To Be, To Take or To Have A Lover?

I am a woman. As much as I think I’m pretty awesome at owning that role (Occupy Womanhood!), it still has it’s drawbacks.

Like the fact that I’m wide awake way past my bed time because of the raging war between my soulful romantic and my logical caustic. Over a man.

I once heard a quote that still makes me laugh:

“Ladies, I’ve taken a lover.”

I’m not sure where it’s from … according to one friend, it’s from Carrie Bradshaw. But the Internet doesn’t seem to really recognize the line as a quotable and attributable quote, so for now let’s just not worry about who said it and focus on what’s being said.

In my supercalifragilisticexpialidocious mind, there are several ways to interpret this idea:

  1. Selfishly. At the sentiment’s core lies your desire to inimitably lay claim to another person; there is no reference here to a mutually beneficial interaction. This person who you have “taken” exists in your world solely to please you. (You betta make ‘em work!)
  2. Romantically.As a woman oft scorned by love’s brutality, you have nevertheless once again allowed

    I will never love again. Until next time.

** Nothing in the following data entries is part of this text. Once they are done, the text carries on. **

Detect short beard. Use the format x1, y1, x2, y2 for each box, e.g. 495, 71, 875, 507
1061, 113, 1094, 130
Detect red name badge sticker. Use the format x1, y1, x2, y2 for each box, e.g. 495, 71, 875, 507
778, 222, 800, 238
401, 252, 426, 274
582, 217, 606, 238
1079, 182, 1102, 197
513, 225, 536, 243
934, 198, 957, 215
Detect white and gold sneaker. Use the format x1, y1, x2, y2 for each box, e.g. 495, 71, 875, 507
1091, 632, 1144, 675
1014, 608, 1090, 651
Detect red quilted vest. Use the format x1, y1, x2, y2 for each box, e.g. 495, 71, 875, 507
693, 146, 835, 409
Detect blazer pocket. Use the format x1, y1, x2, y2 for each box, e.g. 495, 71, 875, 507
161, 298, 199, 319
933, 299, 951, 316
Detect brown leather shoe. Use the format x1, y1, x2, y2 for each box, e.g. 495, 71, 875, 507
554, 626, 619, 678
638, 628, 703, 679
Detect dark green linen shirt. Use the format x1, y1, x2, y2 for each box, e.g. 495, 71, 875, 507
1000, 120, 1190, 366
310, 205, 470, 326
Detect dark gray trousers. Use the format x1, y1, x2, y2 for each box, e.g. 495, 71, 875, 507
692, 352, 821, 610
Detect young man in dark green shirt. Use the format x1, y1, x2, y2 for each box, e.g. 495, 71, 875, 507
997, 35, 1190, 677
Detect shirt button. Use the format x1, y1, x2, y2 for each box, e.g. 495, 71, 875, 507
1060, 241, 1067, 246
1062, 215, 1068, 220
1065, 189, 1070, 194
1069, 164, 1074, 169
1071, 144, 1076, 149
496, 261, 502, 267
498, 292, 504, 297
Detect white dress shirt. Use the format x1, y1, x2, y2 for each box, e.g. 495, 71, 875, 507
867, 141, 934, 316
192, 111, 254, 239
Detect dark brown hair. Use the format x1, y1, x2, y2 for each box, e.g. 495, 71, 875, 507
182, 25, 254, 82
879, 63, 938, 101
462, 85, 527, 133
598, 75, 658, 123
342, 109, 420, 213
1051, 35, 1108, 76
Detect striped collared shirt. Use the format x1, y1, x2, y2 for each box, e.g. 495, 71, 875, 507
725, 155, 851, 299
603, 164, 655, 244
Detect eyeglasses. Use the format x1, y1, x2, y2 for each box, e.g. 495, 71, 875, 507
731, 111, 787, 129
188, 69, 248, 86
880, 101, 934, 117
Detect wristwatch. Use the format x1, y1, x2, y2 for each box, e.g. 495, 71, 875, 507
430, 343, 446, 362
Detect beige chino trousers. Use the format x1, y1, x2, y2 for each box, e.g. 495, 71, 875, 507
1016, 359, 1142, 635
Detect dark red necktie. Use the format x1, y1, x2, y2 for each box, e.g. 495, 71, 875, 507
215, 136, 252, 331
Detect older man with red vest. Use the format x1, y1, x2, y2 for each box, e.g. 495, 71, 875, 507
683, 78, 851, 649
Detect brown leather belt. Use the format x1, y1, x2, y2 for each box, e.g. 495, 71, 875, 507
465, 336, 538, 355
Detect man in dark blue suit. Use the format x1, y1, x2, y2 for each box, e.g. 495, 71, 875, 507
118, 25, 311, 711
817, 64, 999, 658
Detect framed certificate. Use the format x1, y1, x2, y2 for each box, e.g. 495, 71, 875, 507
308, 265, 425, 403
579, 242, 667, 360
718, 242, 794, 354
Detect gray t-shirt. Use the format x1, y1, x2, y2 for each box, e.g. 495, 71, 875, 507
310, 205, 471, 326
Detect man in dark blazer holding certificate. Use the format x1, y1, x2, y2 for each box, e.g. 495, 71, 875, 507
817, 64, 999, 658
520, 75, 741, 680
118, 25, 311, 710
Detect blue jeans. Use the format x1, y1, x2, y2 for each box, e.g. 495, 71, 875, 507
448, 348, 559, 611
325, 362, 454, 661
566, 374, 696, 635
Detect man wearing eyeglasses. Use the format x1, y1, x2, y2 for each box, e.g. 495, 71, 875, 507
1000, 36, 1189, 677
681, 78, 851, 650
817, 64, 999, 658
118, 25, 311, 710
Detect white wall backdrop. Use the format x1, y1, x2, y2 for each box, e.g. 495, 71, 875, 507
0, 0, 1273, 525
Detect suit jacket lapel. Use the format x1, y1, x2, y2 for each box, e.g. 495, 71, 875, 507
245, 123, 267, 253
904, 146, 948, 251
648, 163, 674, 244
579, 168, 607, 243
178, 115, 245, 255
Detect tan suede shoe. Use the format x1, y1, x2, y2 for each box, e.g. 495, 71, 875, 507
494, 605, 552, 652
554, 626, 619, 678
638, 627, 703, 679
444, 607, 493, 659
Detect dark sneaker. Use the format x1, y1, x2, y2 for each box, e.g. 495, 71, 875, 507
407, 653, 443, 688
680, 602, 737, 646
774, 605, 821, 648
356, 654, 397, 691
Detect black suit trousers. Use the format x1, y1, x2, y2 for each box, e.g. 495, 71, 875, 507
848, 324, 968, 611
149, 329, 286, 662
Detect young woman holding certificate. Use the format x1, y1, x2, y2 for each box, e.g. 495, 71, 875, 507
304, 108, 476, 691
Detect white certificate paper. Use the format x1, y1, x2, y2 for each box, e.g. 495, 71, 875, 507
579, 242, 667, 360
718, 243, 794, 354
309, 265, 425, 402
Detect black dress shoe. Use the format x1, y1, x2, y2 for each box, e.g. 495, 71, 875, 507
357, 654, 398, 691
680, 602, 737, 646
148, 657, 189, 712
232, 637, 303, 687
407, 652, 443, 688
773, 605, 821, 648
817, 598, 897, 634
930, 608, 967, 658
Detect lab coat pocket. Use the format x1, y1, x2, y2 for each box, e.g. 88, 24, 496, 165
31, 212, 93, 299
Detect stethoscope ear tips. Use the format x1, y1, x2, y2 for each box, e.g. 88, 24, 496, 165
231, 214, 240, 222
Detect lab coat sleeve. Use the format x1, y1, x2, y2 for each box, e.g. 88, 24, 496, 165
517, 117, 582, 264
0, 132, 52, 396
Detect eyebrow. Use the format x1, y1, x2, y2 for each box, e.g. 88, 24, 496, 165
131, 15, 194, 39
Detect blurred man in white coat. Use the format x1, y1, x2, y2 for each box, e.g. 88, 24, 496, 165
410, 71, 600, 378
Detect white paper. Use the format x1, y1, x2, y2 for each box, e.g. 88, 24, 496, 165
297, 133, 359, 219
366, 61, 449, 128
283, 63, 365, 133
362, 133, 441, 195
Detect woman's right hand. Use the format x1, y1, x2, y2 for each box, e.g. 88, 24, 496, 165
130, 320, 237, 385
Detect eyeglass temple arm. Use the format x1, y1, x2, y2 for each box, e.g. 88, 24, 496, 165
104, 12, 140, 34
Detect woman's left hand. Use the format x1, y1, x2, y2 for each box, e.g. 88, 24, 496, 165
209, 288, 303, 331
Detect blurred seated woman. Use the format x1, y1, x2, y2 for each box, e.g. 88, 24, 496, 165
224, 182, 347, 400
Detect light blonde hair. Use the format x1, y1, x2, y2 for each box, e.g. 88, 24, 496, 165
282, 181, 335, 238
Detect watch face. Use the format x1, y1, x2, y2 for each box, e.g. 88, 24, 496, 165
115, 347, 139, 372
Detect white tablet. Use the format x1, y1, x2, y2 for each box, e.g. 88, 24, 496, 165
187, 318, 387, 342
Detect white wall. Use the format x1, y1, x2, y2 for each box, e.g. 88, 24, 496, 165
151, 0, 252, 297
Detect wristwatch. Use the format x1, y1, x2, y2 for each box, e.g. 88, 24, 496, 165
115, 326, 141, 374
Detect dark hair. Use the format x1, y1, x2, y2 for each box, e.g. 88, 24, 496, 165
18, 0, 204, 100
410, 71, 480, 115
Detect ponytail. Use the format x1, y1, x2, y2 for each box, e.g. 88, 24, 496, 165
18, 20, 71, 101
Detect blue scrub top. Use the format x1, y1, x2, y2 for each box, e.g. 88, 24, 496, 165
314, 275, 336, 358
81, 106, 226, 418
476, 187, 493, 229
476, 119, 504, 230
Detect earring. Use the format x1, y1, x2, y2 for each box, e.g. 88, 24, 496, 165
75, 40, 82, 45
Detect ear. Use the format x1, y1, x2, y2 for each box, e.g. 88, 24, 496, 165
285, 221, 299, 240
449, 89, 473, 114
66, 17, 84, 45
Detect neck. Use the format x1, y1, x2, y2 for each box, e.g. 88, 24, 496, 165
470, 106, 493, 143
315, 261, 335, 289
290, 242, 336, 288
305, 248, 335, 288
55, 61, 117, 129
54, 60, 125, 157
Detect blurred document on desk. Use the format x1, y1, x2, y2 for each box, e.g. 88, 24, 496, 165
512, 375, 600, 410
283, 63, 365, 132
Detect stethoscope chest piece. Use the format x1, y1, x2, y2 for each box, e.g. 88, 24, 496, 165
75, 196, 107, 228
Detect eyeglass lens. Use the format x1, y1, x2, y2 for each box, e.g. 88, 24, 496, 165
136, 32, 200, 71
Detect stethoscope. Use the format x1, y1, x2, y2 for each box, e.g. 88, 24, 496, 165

    yourself the freedom to accept and explore the joys of welcoming another amorous tryst. (Chivalry may be dead, but romance is resilient.)
  3. Feministically. No, that’s not a word, but it should be. Because I’m a woman, and I say so. Which is pretty much how you would approach the lover you’ve taken if you choose this interpretation. (Wait, feminist means bossy, right?)
  4. Metaphorically. You refuse to succumb to the chemical-hormonal confusion that becomes your brain should you allow a real-life-human-object-of-affection to love all up on you, and the notion of a lover is anthropomorphous anyway, which makes it inherently ubiquitous. (Maybe there’s a reason you don’t have a literal lover.)
  5. Literally. You found some lovers lying around and you took one. (Boom.)

Not all of these interpretations are necessarily mutually exclusive, and I’m sure there are as many other ways to interpret such a seemingly simple concept as a “lover” as there are ways for men and women to argue.

But I learned something about myself tonight: no matter how I choose to approach the idea of taking a lover, I will never be fully satisfied if that’s all it is to me. I don’t want to take a lover; I don’t want to have a lover. In the long run, I want to give love and receive love. So why waste my time taking and having lovers who aren’t interested in the same?

Oh, I know why: Because I’m a woman.